Feasibility of Low-Tube-Voltage Excretory Phase Images During CT Urography: Assessment Using a Dual-Energy CT Scanner

Abstract

The purpose of this study is to assess the feasibility of low-tube-voltage images during excretory phase CT urography. In this retrospective study, we examined 70 consecutive CT urograms (35 men and 35 women; mean age, 58.5 years) performed on a dual-energy CT scanner and compared excretory phase images obtained at 80 kVp and 340 mAs with blended images (0.3 × 140 kVp and 80 mAs; and 0.7 × 80 kVp and 340 mAs). Quantitative measurements of urinary system opacification (Hounsfield units), image noise (Hounsfield units), and effective dose (millisieverts) were compared using Student paired t test. Image noise was correlated with patient thickness. Two independent blinded readers qualitatively assessed opacification, image quality (both compared using Wilcoxon test), overall acceptability (compared using McNemar test), and detectability of urinary and extraurinary findings.
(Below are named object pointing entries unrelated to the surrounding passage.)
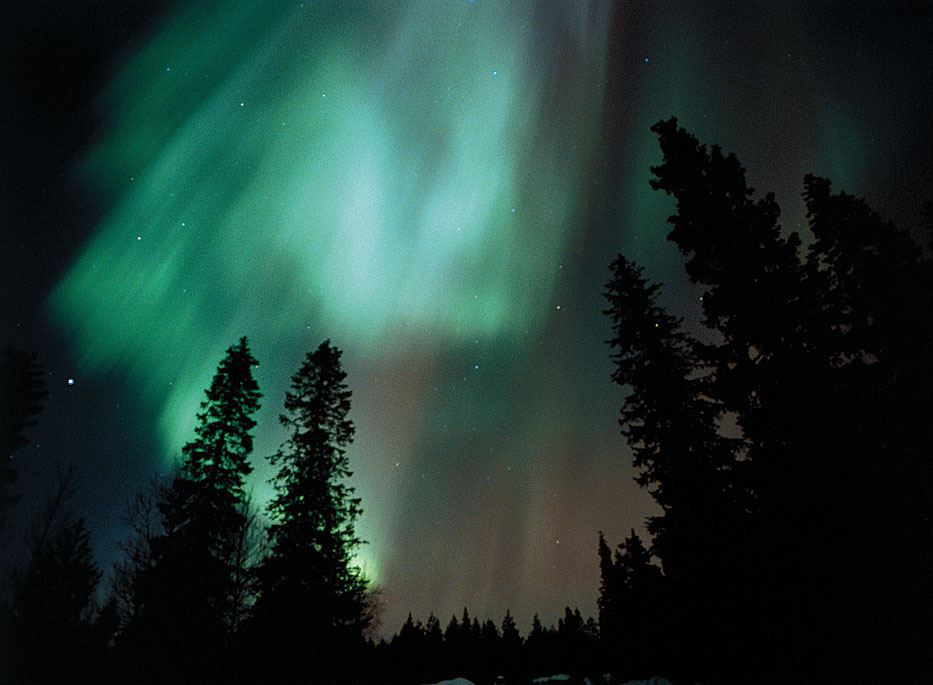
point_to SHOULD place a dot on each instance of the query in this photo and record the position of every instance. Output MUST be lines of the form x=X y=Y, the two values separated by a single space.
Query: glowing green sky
x=437 y=187
x=400 y=178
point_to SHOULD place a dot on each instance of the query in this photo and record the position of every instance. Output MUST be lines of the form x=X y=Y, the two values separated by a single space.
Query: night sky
x=438 y=188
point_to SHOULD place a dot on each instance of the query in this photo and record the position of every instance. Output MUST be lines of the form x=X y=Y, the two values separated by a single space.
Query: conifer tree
x=310 y=585
x=22 y=390
x=189 y=581
x=820 y=360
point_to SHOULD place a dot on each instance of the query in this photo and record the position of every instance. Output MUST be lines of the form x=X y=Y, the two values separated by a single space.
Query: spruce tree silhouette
x=22 y=390
x=820 y=361
x=313 y=608
x=671 y=421
x=183 y=597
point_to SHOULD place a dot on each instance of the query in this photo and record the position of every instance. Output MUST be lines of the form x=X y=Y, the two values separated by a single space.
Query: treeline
x=486 y=652
x=204 y=593
x=787 y=438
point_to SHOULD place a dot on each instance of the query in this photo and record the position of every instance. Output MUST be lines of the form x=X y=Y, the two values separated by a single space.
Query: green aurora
x=401 y=179
x=437 y=187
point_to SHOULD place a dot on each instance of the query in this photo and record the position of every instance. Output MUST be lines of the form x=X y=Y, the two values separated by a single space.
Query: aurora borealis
x=437 y=187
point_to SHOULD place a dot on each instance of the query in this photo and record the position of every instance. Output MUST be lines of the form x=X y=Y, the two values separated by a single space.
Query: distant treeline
x=787 y=437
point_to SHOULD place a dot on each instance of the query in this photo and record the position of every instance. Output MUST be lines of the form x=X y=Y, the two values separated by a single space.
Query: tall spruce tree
x=313 y=601
x=820 y=360
x=184 y=596
x=22 y=390
x=670 y=418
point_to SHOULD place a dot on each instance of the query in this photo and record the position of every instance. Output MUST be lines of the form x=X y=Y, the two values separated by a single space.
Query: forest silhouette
x=786 y=439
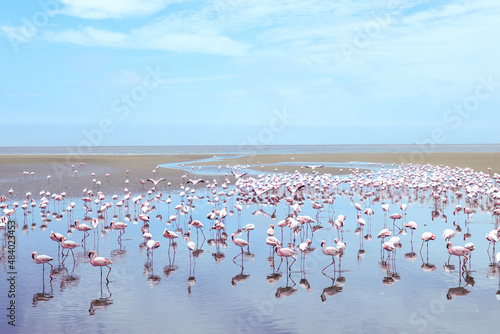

The 80-kVp images yielded significantly higher opacification of renal pelvis (p < 0.0001), ureter (p < 0.0001), bladder (p < 0.0001), and aorta (p < 0.0001); higher image noise (p < 0.0001); and lower radiation dose (5.2 vs 11.9 mSv). Image noise increased along with increasing patient thickness (r = 0.86 for 80-kVp images). Qualitative opacification scores were better only in the bladder on 80-kVp images (p = 0.002). Although 80-kVp image quality was lower (p < 0.0001), the overall acceptability was similar. Of 42 urinary findings, 40 were detected on 80-kVp images (< 2-mm calyceal calculus and tiny foci of collecting system gas were missed in one patient each, both large patients). Of 137 extraurinary findings, 130 were detected on 80-kVp images (no findings of high clinical significance were missed). Low tube voltage (80 kVp) during excretory phase CT urography is feasible, with improved urinary system opacification, acceptable image quality, and lower radiation dose.